I have created a prediction model for this dataset
>>df.head()
Service Tasks Difficulty Hours
0 ABC 24 1 0.833333
1 CDE 77 1 1.750000
2 SDE 90 3 3.166667
3 QWE 47 1 1.083333
4 ASD 26 3 1.000000
>>df.shape
(998,4)
>>X = df.iloc[:,:-1]
>>y = df.iloc[:,-1].values
>>from sklearn.compose import ColumnTransformer
>>ct = ColumnTransformer([("cat", OneHotEncoder(),[0])], remainder="passthrough")
>>X = ct.fit_transform(X)
>>x = X.toarray()
>>x = x[:,1:]
>>x.shape
(998,339)
>>from sklearn.ensemble import RandomForestRegressor
>>rf_model = RandomForestRegressor(random_state = 1)
>>rf_model.fit(x,y)
How can I use this model to predict Hours
for user input in this format [["SDE", 90, 3]]
I tried
>>test_input = [["SDE", 90, 3]]
>>test_input = ct.fit_transform(test_input)
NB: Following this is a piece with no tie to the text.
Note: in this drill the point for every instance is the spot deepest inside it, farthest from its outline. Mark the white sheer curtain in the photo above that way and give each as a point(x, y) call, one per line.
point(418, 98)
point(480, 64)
>>test_input = test_input[[:,1:]
>>test_input[0]
array([24, 1], dtype=object)
>>predict_hours = rf_model.predict(test_input)
ValueError
Since my dataset has many categorical
values its not possible enter the encoded value of "SDE"
as input, I need to convert "SDE"
to onehot encoded
format after receiving the input [["SDE", 90, 3]]
I don't know how to do it can anyone help?